2.4.2 Divorce was very difficult to gain, divorce rates rose from 6000 to 60,000 due to war time strains on relationships.
2.5 Sex
2.5.1 Sex before marriage and homosexuality were all taboo in the years 1945-54 They still happened, but it was not acceptable to discuss or practise them openly
2.6 Racial minorities
2.6.1 The minor number of ethnic minorities meant that few Britons had much contact with other ethnic groups. Attitudes ranged from fear and contempt to curiosity and tolerance.
2.7 Consumerism
2.7.1 Many items of food remained rationed until 1954, spending on food was 1/3 of household expenditure. After clothing, fuel, transport and necessary services this did not leave much money for spending on luxuries.
2.7.2 People often mended and reused clothing. People were looking forward to more affluent times ahead. They were not obsessed with material goods.
3 Features of popular culture
3.1 Newspapers
3.1.1 Many independent, local region newspapers were closely linked with a political party. However there was a rise in 'press barons', who built up large chains of newspapers.
3.1.2 Often newspaper were used in support for political views, but as businessmen, they put profits before politics.
3.1.3 'Broadsheets' attracted elite, wealthier readers and charged heavy fees for advertising companies who wished to advertise in newspapers
3.1.4 For the 'tabloids', it was a case of total sales alone that dictated how much companies would pay for advertising space
3.2 Radio
3.2.1 Unlike fierce competition in newspaper sales, the BBC had a monopoly on radio broadcasting in the UK until 1973. Given that 90% of British homes had a wireless radio, the BBC had massive potential to influence national culture. The BBC would treat the audience as 'public' and not 'market' so they tried to improve cultural and educational standards.
3.2.2 Radio programmes were targeted at listeners at home.
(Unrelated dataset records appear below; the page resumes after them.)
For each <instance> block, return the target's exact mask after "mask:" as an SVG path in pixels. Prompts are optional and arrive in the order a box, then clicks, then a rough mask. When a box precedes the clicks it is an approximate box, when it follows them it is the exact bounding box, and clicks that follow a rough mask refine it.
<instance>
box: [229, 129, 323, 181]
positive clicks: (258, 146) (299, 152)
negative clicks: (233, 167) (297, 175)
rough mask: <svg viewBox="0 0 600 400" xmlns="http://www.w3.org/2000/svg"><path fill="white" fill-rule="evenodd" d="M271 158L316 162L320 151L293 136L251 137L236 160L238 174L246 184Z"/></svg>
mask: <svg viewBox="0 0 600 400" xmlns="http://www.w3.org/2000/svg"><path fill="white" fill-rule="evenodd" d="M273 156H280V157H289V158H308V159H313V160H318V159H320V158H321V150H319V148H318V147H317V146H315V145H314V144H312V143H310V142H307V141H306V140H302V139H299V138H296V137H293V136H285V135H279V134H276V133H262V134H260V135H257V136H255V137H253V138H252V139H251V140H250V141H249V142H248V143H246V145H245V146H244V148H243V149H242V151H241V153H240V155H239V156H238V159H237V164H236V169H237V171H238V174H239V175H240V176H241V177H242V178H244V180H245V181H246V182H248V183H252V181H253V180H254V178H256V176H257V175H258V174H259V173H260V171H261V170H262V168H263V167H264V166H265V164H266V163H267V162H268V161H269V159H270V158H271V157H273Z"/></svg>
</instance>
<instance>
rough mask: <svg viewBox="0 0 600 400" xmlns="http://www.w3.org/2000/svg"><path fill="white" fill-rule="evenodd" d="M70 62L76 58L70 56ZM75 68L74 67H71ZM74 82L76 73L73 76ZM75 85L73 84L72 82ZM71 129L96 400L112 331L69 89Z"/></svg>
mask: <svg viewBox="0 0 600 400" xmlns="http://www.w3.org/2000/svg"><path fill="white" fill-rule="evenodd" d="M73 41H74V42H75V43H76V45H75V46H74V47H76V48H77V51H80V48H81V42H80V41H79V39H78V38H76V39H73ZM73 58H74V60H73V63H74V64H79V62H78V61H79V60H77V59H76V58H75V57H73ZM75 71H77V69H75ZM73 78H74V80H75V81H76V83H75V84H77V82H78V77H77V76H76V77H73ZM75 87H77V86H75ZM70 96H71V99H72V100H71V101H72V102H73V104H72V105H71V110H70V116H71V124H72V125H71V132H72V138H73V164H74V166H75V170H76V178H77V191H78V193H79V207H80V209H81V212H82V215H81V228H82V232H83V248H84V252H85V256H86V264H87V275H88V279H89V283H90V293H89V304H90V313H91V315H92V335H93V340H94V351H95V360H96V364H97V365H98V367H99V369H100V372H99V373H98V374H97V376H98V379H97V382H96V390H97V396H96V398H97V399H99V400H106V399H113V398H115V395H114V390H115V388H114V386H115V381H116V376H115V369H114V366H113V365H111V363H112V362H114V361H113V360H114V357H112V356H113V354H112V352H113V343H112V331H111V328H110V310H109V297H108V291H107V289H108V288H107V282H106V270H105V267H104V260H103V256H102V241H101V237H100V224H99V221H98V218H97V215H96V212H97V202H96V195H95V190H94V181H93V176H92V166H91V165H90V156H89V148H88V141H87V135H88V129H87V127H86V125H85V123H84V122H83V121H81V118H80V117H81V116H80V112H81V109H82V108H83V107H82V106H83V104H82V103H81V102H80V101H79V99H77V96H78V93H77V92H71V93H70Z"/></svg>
In this way, it promoted the domestication of leisure time. It also enhanced feelings of national identity through the ability to give immediacy to an event that reached most parts of the country.
3.2.3 On Sundays, when the light programme broadcast draery shows dedicated to religious services, many listeners abandoned the BBC and tuned into 'pirate radio' stations such as radio Luxembourg and radio Normandy who bradcasted into Britain from the sea.
3.3 Cinema
3.3.1 Cinema is a frm of escapism, and what was acceptable on screen might not necessarily be acceptable in the real world. The British Board of Film Censors (BBFC) acted to prevent bad language, se and subversive ideas from reaching British audiences.
3.3.2 Cinema predominantly attracted the working class, and increasingly youthful audience; what appealed to these cinema-goers might not appeal to everyone.
3.3.3 British cinema had always suffered from extremely strong American competition, around 80% of films in Britain were American.
3.3.4 The toning dwin of elite manners and accents made British films more popular. Ealing Studio comedies appealed heavily to British audiences. The 'spiv' film was very popular, it depicted a young, dangerous man, usually dressed like a gangster, profiting from criminal activity.